Sealing MongoDB documents on the blockchain

As human beings, we get used to the limitations of the technologies we use and over time forget how fundamental some of these limitations are.

As a database administrator in the early 1990s, I remember the shock I felt when I realized that the contents of the database files were plain text; I’d just assumed they were encrypted and could only be modified by the database engine acting on behalf of a validated user. But I got used to it.

I also got used to the idea that the contents of a database where pretty much what I – the DBA – said it was. Rudimentary audit logs could be put in place to track activity, but as DBA I could easily disable the audit logs and tamper with any database if I so desired.

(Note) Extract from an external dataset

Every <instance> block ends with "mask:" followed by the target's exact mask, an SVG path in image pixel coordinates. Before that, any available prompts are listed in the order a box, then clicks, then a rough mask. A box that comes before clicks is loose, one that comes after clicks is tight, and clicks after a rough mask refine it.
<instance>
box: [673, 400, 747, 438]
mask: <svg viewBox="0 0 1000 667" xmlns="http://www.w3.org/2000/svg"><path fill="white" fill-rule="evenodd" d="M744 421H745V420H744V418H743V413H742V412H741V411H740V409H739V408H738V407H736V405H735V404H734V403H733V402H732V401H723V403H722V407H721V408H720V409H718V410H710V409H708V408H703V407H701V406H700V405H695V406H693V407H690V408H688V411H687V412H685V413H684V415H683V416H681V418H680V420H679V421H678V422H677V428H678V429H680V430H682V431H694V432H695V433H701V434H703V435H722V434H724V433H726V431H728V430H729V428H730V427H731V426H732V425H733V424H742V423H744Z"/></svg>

I think it’s obvious to all of us that this is not the way it should be – contents of production databases should be trustworthy, We should know that a DBA, hacker or privileged user has not tampered with the contents of the database. However, until recently we lacked the technology to ensure this.

The emergence of a tamper-proof distributed ledger in the form of the Blockchain now promises to give us a mechanism to at least “seal” database records. We can’t necessarily stop a hacker or malicious insider from breaking the seal, but we can at least know if the seal has been broken.

In this post, I’ll show how to implement a simple Blockchain seal for MongoDB. We’ll record a hash value corresponding to a set of documents in a database. As long as the hash value has not changed, we can be confident that the database records have not been tampered with. The hash value is stored on the Blockchain so that we can know with certainty that a particular hash value was in effect at a specific point in time.